In the P1 graphic mode we have two planes for scrolling, with different palettes, as well as the possibility of two sets of sprites, with other different palettes each. That is, 64 different colors.
That's not true.
P1 has 1 set of 125 sprites, and each sprite can use any of the 4 palettes available.
You can put the sprite pattern table in any of the 8 available slots in VRAM below 40000h.
And that's all.
To be precise, there are 8 available slots in VRAM below 40000 for P1, and 16 available slots below 80000 for P2.
But yes, there is only 1 set of sprite at a time.
The color palette can be specified for each sprite in the SAT among the 4 possible palette offset: 0, 16, 32 and 48.
I am more precise. I have the first 64 sprites, with one palette, and the rest with another.
I use the Team Bomba library. When getting the g9b,
without the -b parameter, with bmp2g9b, the files are compressed. When loading them into the vram, the decompression routine already writes the palette in each case. I explain this because with the sprites, I am not defining the palette in each one. This would be slow.
There is a difference between what you do, what gfx9k library allow and what you can do with the hardware.
On the hardware side, there is no sprites "set" and you can define a unique palette offset for each of the 125 sprites. You can of course set the same value on the first 64 entries but it is not mandatory.

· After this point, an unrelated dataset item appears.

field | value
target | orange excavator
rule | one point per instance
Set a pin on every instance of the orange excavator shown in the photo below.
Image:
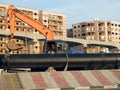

That said, depending of the use case it may be a good practice to group sprites that share the same palette.
That said, depending of the use case it may be a good practice to group sprites that share the same palette.
This is what I do.
I cannot afford 12000 CPU cycles each frame.
I guess my only solution is to split the full update on multiple frames.
This sounds no good, one sprite wobbles versus the other when updated in a different frame. Better use double buffering.